1. Data Architecture use case

2. Introduction

This project exemplifies an architecture proposal for a data engineering use case. It mimics a fictional data migration process with certain instructions and requirements.

1. Data Architecture use case
2. Introduction
3. Project definition
- 3.1. Requirement 1
- 3.2. Requirement 2
  - 3.2.1. Specifications
4. Proposed solution
5. Discussion and conclussions
6. Further work

3. Project definition

Assume you are a data engineer who designs an architecture for a data migration project. Consider the following:

3.1. Requirement 1

Migration process:

3.1.1. Specifications

Move historical data in CSV format to the new database.
Create a Rest API service to receive new data with the conditions:
1. Each transaction for all tables must comply with data dictionary rules.
2. Be able to batch ingest transactions from 1 up to 1000 rows with one request.
3. Receive data for each table in the same service.
Create a feature to backup each table and save it in the file system in AVRO format.
Create a feature to restore any table with its backup.

3.1.2. Clarifications

You decide the origin where the CSV files are located.
You decide the destination database type, but it must be a SQL database.
The CSV file is comma separated.
Consider "feature" as either "Rest API, Stored Procedure, Database functionality, Cron job, or any other way to accomplish the requirements".
Transactions that don't accomplish the rules must not be inserted but they must be logged.
All the fields are mandatory.

3.1.3. Data structure

The migration considers 3 tables: jobs, departments and employees and these are defined by the schemas below:

employees

Column	Data type	Description	Example
employee_id	INTEGER	Id of employee	`4535`
employee_name	STRING	Name and surname of the employee	`Marcelo Gonzalez`
hiring_date	STRING	Hire datetime in ISO format	`2021-07-27T16:02:08Z`
department_id	INTEGER	Id of department employee belongs to	`1`
job_id	INTEGER	Id of job employee performs	`2`

jobs

Column	Data type	Description	Example
job_id	INTEGER	Job ID	`4`
job_name	STRING	Name of job	`Data engineer`

departments

Column	Data type	Description	Example
department_id	INTEGER	Department ID	`3`
department_name	STRING	Name of department	`Supply chain`

3.2. Requirement 2

Data exploration and exploitation. Stakeholders ask for specific metrics and KPIs:

3.2.1. Specifications

Create an endpoint on the API to provide the number of employees hired for each job and department in 2021 divided by quarter. The table must be ordered alphabetically by department and job. Consider the sample output:

Department	Job	Q1	Q2	Q3	Q4
Staff	Manager	0	0	1	0
Staff	Recruiter	3	2	1	4
Supply chain	Manager	2	1	4	0

List departments, their IDs and people hired in 2021 of the departments that hired more people than the average hires by department. Order by hired employees in descending manner.

ID	Department	hired
7	Staff	45
9	Supply chain	12
19	HR	3

Create a visual report for each requirement.

4. Proposed solution

Below is a graphic representation of the designed architecture: Heads up! This is not the intial state of the system but its final state when all operations have been performed.

4.1. Solution description

This is a multi-container architecture implemented with Docker technology coded in Python.

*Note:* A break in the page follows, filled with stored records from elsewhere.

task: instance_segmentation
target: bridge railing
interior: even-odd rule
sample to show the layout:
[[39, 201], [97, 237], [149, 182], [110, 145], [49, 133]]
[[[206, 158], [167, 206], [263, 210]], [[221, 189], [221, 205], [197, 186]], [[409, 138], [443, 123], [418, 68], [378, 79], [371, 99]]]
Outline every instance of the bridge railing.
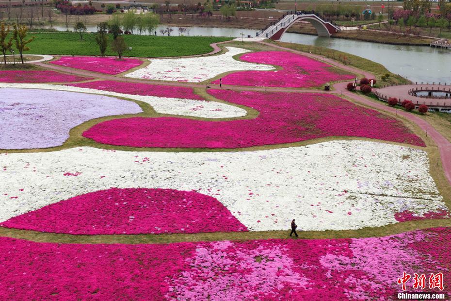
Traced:
[[[277, 21], [271, 22], [269, 24], [268, 24], [267, 25], [266, 25], [266, 27], [265, 27], [264, 28], [263, 28], [263, 29], [261, 29], [261, 30], [258, 31], [257, 32], [257, 33], [256, 33], [256, 36], [258, 36], [259, 35], [262, 34], [263, 33], [265, 32], [265, 31], [267, 30], [268, 28], [269, 28], [271, 27], [271, 26], [274, 26], [274, 25], [276, 25], [276, 24], [277, 24], [278, 23], [279, 23], [279, 22], [280, 22], [280, 20], [282, 20], [284, 18], [285, 18], [285, 17], [286, 17], [287, 16], [289, 16], [289, 15], [313, 15], [316, 16], [317, 17], [318, 17], [319, 19], [320, 19], [320, 20], [321, 20], [323, 22], [328, 22], [328, 23], [330, 23], [331, 24], [332, 24], [332, 25], [333, 25], [333, 26], [335, 27], [335, 28], [337, 29], [337, 30], [338, 30], [338, 31], [339, 31], [339, 30], [340, 30], [340, 27], [339, 27], [339, 26], [337, 25], [335, 23], [333, 22], [332, 22], [332, 21], [331, 21], [328, 20], [327, 19], [325, 19], [325, 18], [322, 18], [322, 17], [321, 16], [320, 16], [319, 15], [318, 15], [318, 14], [317, 14], [316, 13], [315, 13], [315, 11], [313, 11], [313, 10], [312, 10], [311, 12], [306, 12], [306, 11], [302, 11], [302, 10], [301, 10], [301, 11], [290, 11], [287, 12], [287, 13], [284, 14], [281, 17], [280, 17], [277, 19]], [[293, 16], [293, 17], [292, 17], [292, 18], [289, 18], [289, 19], [288, 19], [287, 21], [284, 22], [284, 23], [282, 23], [282, 24], [280, 24], [280, 25], [281, 25], [280, 27], [281, 27], [281, 28], [284, 27], [285, 26], [285, 23], [286, 23], [287, 22], [289, 22], [290, 21], [291, 21], [292, 19], [294, 19], [295, 17], [295, 16]], [[276, 27], [276, 30], [278, 30], [278, 26], [277, 26]], [[272, 30], [271, 31], [271, 34], [272, 34], [273, 33], [274, 33], [274, 30], [273, 29], [273, 30]], [[266, 37], [268, 37], [269, 34], [269, 33], [267, 33], [265, 35], [266, 35]]]

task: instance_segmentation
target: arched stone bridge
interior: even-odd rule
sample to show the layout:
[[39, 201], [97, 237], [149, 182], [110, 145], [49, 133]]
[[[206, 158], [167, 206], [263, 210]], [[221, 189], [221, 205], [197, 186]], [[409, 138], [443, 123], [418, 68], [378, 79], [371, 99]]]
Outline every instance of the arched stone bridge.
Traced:
[[295, 22], [300, 20], [306, 21], [311, 23], [320, 36], [329, 37], [340, 30], [335, 24], [322, 19], [314, 14], [290, 12], [279, 18], [277, 22], [271, 23], [266, 28], [257, 33], [256, 36], [272, 40], [279, 40], [287, 29]]

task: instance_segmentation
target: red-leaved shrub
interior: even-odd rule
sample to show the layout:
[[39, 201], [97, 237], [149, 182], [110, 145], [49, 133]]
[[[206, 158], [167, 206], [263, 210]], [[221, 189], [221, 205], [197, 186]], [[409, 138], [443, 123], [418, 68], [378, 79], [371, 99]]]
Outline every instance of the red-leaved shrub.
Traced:
[[401, 102], [401, 105], [405, 108], [405, 105], [408, 103], [409, 102], [412, 102], [412, 101], [411, 101], [410, 100], [403, 100], [403, 102]]
[[413, 102], [412, 101], [409, 101], [405, 104], [405, 105], [404, 106], [404, 108], [405, 109], [406, 111], [412, 111], [415, 108], [415, 105], [413, 104]]
[[428, 106], [426, 105], [425, 104], [422, 104], [421, 105], [418, 107], [418, 112], [421, 113], [422, 114], [424, 114], [427, 112], [428, 109], [429, 108], [428, 108]]
[[390, 97], [388, 99], [388, 105], [392, 107], [398, 104], [398, 99], [396, 97]]
[[360, 91], [365, 94], [369, 94], [371, 90], [371, 87], [368, 84], [364, 84], [362, 86], [360, 86]]

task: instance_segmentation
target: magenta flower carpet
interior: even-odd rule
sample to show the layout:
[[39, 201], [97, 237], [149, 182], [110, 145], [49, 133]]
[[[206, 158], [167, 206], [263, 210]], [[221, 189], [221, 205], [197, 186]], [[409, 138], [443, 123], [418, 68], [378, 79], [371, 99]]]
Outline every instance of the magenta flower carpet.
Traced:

It has 3 containers each one performing a single service, despite their inherent isolation paradigm, they communicate with each other using 2 networks:

front-net designed to communicate the client and the API i.e., the frontend and,
back-net for the communication with the API and the DB.

This design prevents interactions to the DB from anywhere except the API, which is a good practice on the industry. Not even the client, which belongs to the same deployment, can connect directly to the DB.

The first container is the Client, this is the entry point of the app, its job is to query the API to trigger each action. It also logs all the interactions and events from its perspective and saves this information to the client_{datetime}.log files. It can’t communicate directly to the DB which is a desired feature.

The second container is called API, here is where the API server is defined and runs, it has access to both front and backend networks and it performs multiple operations:

Receive requests from the client and deliver the results.
Communicate with the DB.
Perform data transformations.
Log events (INFO, WARNINGS and ERRORS).
Create backups using .avro files.
Restore DB from backups.
Create reports in both tabular and graphic format (deliverables).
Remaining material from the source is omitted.